Contrast his life with that of Matt Kuchar, the 19-year-old successor to Woods as U.S. Amateur champion, a man Woods called Kid when they played together on Thursday. Kuchar literally never stopped smiling over four glorious days of even-par golf at Augusta National, whose back nine looked so familiar to him. "Man, Pop," Kuchar said to his caddie-father, Peter, as the two strolled Amen Corner last Thursday. "How many times have we been on the other side of the TV?"
Like the heroine in the ultimate novel of "strange and goofy characters," Alice in Wonderland, Kuchar, a Georgia Tech sophomore, had gone through the modern-day looking glass and wound up inside his television set. On Thursday he made a 10-foot putt on 6, in full view of the gallery at 16, where Nicklaus made his iconic birdie putt in 1986. "I remember Jack Nicklaus making his putt on 16 back in '86," said Kuchar afterward, "and he lifted his putter up in the air. And for some reason, my putter just went up in the air."
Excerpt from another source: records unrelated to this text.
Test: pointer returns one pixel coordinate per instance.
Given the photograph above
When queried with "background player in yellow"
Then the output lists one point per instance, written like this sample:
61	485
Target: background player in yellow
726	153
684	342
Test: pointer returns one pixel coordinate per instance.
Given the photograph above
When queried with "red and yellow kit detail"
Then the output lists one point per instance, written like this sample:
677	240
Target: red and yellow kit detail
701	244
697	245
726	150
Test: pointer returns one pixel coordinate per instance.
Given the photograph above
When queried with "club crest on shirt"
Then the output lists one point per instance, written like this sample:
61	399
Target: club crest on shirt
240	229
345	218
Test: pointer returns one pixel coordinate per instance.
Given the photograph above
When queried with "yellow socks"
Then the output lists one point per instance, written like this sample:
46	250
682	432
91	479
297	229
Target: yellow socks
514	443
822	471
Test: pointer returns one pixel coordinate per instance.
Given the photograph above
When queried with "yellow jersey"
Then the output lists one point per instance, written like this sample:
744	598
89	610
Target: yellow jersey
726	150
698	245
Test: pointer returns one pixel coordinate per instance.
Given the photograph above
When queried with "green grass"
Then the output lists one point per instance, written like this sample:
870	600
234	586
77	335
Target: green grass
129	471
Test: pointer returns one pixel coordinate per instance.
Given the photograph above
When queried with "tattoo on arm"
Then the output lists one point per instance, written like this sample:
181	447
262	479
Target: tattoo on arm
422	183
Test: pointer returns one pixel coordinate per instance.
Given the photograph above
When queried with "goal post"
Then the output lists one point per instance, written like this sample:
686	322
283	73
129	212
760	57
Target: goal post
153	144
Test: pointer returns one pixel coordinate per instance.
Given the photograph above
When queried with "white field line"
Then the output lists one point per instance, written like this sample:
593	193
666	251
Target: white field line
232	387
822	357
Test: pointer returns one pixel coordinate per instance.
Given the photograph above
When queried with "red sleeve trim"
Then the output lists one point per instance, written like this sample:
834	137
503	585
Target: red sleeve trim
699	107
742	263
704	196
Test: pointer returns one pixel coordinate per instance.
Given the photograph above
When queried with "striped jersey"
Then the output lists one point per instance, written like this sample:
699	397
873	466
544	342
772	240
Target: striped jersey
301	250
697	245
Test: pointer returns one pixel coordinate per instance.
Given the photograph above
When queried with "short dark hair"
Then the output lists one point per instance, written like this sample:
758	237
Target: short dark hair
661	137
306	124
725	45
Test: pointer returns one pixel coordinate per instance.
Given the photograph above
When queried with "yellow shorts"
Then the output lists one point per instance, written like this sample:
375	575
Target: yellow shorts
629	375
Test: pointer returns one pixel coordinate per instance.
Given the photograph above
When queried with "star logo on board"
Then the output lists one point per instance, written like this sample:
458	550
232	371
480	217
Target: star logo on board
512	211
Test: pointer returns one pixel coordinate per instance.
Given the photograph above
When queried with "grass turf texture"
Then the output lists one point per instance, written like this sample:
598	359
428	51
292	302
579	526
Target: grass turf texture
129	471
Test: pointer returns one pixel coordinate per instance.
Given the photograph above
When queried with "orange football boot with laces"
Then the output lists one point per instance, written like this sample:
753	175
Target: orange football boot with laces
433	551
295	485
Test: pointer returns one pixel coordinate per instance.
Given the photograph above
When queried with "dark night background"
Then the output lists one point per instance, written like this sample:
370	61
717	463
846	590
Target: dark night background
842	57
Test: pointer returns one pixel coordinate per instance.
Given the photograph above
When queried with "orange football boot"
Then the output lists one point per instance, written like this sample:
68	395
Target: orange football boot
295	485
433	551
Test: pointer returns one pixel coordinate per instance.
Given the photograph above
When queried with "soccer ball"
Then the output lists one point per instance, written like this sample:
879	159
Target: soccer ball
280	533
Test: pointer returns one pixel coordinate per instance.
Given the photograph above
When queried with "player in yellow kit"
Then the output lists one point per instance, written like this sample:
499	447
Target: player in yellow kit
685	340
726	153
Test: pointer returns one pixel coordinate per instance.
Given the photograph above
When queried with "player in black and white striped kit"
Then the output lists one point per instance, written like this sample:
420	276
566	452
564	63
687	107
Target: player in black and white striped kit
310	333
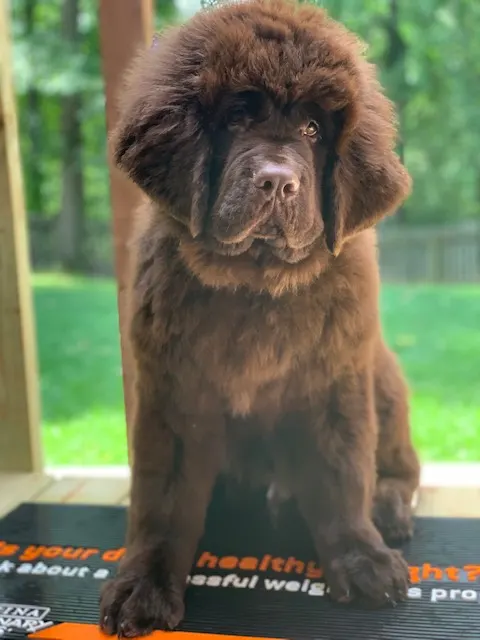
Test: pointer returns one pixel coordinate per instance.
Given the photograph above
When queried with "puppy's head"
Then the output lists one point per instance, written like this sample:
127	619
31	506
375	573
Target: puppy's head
263	131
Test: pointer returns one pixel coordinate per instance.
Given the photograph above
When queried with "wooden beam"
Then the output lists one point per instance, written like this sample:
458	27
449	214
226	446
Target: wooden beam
124	27
20	448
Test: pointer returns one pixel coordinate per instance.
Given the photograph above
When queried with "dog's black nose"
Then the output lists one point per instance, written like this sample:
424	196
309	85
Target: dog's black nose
277	180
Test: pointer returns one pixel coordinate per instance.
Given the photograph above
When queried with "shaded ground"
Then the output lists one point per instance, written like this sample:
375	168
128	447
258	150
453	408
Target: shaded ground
435	331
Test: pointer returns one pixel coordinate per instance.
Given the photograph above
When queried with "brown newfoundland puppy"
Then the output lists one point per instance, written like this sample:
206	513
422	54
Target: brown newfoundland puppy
265	146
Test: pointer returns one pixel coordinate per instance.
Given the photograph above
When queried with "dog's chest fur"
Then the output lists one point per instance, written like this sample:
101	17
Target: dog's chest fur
254	353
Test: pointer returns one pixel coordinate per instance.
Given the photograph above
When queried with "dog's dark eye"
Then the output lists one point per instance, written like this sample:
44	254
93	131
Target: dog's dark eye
237	115
312	129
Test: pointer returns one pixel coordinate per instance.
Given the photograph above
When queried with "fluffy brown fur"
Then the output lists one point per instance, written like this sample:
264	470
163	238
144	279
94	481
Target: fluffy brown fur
265	146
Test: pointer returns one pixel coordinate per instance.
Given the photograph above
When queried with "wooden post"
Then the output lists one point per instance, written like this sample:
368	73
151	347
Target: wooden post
20	448
124	26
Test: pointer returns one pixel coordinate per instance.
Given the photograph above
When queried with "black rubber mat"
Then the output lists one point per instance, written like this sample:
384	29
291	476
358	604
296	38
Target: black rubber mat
250	578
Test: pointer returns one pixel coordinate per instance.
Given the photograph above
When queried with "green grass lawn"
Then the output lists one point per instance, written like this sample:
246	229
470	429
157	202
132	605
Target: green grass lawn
435	331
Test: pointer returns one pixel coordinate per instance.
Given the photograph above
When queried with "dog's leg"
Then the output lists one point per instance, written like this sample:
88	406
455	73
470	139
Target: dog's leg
398	468
332	475
174	470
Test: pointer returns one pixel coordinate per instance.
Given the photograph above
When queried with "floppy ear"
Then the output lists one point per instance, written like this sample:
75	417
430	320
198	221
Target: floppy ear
364	179
159	140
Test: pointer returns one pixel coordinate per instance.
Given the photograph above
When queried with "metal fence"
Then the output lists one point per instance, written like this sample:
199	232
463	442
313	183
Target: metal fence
407	254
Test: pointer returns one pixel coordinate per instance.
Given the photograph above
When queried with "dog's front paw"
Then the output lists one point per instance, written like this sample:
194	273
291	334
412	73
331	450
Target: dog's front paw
373	575
392	515
137	602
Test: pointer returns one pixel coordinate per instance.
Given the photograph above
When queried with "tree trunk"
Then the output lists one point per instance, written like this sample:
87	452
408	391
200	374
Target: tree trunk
34	155
72	214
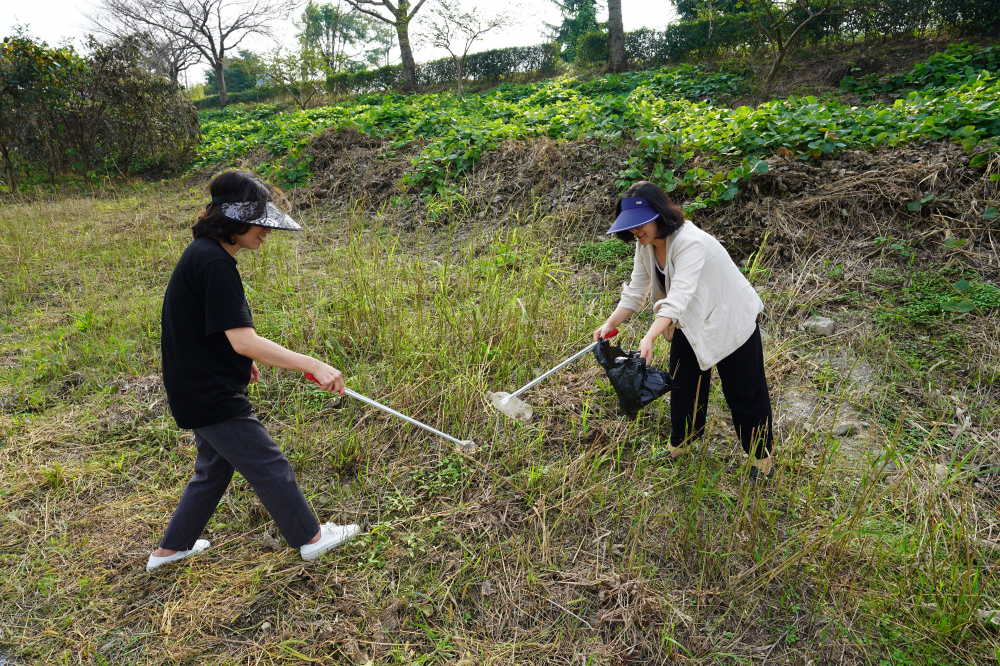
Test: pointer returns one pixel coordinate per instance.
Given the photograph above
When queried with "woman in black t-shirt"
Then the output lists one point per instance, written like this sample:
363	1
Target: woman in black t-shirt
210	350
Duval watched Nicklaus's 1986 triumph as it reran on the Golf Channel on the Monday of Masters week. So, for that matter, did Nicklaus, who was playing with his grandkids when he happened upon it, little knowing that he would resurrect those images later in the week. Of course, the best impression of Nicklaus by a golfer other than Nicklaus last week belonged to O'Meara, who won the Masters with his putter. In all, he took only 105 putts, 12 less than Woods did last year, when he shot a record 270 and didn't three-putt once.
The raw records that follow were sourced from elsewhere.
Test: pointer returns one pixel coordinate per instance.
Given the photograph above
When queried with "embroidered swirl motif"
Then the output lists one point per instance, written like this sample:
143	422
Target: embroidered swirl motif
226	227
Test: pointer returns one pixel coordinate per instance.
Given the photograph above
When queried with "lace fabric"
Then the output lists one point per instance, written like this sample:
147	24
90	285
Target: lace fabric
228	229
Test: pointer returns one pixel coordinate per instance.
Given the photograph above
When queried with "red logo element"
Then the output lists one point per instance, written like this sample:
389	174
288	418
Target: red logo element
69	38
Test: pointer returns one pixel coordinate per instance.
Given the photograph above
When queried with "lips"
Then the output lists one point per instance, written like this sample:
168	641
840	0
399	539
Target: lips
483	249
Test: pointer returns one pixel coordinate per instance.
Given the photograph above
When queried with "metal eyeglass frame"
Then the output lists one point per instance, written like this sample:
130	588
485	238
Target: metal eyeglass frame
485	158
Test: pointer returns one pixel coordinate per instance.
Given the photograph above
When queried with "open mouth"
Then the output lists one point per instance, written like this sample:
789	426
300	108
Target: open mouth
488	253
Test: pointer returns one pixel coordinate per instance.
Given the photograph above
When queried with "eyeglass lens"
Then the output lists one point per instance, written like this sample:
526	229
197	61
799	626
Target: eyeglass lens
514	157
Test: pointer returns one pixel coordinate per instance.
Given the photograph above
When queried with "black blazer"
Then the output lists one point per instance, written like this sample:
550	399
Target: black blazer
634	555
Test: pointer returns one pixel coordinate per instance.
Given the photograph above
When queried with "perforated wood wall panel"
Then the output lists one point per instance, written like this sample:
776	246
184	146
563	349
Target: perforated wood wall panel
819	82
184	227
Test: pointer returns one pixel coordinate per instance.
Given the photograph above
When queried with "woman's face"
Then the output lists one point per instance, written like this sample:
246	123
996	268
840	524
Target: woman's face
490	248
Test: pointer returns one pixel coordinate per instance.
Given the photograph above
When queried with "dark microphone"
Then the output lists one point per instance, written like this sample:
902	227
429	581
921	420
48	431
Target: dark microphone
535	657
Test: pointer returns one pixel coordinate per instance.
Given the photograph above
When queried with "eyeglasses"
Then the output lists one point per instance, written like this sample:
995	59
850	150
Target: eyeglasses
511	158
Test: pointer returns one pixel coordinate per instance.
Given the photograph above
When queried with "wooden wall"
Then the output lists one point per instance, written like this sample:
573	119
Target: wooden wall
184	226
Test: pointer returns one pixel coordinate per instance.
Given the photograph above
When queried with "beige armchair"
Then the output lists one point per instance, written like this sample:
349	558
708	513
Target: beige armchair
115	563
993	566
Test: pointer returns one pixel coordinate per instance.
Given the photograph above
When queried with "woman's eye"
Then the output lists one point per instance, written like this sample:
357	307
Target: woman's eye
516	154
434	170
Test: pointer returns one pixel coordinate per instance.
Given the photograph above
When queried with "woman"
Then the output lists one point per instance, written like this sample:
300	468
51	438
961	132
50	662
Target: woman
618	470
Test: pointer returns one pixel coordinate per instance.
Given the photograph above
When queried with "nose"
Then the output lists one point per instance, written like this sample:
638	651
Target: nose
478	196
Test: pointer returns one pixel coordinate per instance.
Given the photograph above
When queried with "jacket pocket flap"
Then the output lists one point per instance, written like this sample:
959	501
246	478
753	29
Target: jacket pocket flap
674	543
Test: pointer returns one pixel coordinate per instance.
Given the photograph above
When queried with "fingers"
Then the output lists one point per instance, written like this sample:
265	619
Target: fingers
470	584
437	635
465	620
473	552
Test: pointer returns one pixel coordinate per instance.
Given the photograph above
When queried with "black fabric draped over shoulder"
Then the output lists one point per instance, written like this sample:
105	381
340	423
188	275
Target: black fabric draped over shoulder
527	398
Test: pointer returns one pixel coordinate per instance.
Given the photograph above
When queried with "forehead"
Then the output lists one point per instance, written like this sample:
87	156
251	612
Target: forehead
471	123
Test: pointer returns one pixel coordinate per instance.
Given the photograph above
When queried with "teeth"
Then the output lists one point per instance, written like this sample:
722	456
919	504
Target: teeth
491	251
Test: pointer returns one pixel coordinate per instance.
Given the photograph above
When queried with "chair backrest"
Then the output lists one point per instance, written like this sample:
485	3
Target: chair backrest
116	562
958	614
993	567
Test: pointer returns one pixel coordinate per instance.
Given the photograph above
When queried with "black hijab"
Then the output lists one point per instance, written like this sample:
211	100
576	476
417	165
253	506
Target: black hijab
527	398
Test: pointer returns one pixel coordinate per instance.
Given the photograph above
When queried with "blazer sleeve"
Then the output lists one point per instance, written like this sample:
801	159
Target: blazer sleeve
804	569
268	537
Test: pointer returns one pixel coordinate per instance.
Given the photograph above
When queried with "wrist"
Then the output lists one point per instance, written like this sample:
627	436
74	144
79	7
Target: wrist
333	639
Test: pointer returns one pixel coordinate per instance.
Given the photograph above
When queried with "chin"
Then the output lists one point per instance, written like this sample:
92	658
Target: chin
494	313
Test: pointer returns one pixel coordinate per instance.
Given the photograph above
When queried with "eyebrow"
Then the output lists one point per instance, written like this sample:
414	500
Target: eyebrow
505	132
O'Meara and Woods, whose oh-so-modern friendship was brokered by their mutual agency, IMG, play together often. Practicing at Bay Hill in Orlando last month, Woods outdrove O'Meara by 67 yards on one hole—they actually paced it off. "Look," said O'Meara, "you and I can't continue to play practice rounds together. You've got an eight-iron to the green, and I've got a three-wood. Where's the fairness in that?"
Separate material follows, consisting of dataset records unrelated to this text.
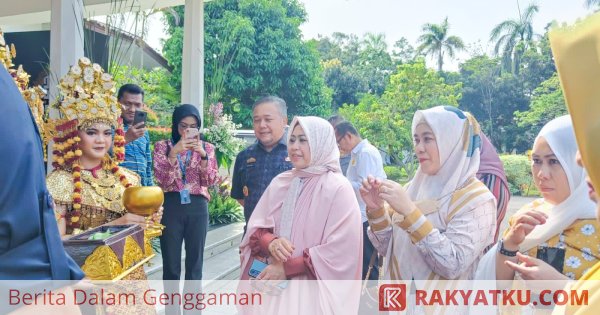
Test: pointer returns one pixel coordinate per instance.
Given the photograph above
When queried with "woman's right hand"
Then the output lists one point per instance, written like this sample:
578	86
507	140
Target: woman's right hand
369	191
281	249
181	146
523	224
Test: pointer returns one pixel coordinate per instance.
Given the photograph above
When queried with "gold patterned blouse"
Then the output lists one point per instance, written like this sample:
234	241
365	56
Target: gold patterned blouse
581	243
101	197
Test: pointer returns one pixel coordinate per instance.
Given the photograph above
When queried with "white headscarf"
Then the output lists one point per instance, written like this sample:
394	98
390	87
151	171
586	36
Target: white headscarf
458	142
561	139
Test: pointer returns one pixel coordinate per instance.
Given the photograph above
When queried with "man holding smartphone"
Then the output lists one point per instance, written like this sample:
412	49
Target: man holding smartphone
138	156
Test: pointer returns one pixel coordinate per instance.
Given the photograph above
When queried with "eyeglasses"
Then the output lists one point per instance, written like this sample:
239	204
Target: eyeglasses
128	106
186	126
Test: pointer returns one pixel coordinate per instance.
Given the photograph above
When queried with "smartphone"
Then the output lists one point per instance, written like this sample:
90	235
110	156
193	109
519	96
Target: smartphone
192	133
140	116
257	267
553	256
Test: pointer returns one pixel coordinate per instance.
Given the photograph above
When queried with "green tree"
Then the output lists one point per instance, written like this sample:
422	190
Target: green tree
436	41
592	3
386	120
547	103
493	96
354	66
403	51
253	48
513	37
345	83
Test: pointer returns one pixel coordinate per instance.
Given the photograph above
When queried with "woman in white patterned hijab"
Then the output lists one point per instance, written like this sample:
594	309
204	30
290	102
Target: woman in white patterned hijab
439	226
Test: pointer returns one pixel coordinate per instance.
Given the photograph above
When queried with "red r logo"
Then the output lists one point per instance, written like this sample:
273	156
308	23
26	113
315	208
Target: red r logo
392	297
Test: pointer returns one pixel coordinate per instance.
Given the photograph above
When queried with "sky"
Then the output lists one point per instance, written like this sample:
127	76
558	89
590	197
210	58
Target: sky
471	20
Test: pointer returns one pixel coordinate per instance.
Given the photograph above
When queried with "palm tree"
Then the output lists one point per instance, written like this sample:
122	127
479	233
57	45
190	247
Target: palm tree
513	37
435	42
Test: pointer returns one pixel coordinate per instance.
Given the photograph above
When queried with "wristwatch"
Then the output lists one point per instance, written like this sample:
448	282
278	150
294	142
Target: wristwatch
504	251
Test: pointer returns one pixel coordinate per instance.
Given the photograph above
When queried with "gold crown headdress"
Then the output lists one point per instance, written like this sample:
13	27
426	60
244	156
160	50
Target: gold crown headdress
86	97
87	94
6	53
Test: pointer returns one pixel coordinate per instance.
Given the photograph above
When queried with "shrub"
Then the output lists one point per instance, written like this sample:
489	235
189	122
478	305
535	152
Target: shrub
222	209
221	133
518	174
395	173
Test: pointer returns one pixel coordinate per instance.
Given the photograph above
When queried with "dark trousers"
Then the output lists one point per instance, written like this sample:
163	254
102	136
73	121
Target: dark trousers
368	250
188	224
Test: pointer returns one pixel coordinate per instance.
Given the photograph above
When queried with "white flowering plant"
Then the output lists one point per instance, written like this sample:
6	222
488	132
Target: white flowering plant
220	132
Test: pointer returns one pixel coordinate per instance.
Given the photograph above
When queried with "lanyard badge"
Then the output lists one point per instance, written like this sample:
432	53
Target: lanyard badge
184	194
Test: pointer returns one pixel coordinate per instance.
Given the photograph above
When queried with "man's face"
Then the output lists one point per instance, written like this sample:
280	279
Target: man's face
130	103
344	142
269	125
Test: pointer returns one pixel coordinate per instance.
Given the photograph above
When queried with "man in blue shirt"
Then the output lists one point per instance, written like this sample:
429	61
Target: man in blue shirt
138	156
344	156
365	160
260	162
"You've got a putter," Woods replied.
"He was right," O'Meara said after putting on the green jacket. While Duval was three-putting 16 on Sunday for bogey, to go to eight under, O'Meara was birdieing 15, to get to seven under. O'Meara's partner, Couples, made an eagle at 15 and tied Duval for the lead, and both men would par out the round.
Despite trailing both men by a stroke O'Meara strode to the 17th tee feeling oddly at ease. "I'm going to birdie the last two holes and win," he said to his caddie, Jerry Higginbotham, who noted the faraway look in his loop's eyes. Higginbotham would later say, "He was like, stoned, man."
O'Meara did make a birdie at 17—one-putting from nine feet, left to right, downhill—to pull even with Couples and Duval. His tee shot on 18 left him 148 uphill yards from the flag. Higginbotham suggested a six-iron. "I'm gonna blitz a seven-iron," said the stoned O'Meara, who put his ball on the bottom shelf of the green, 20 feet to the right of the stick.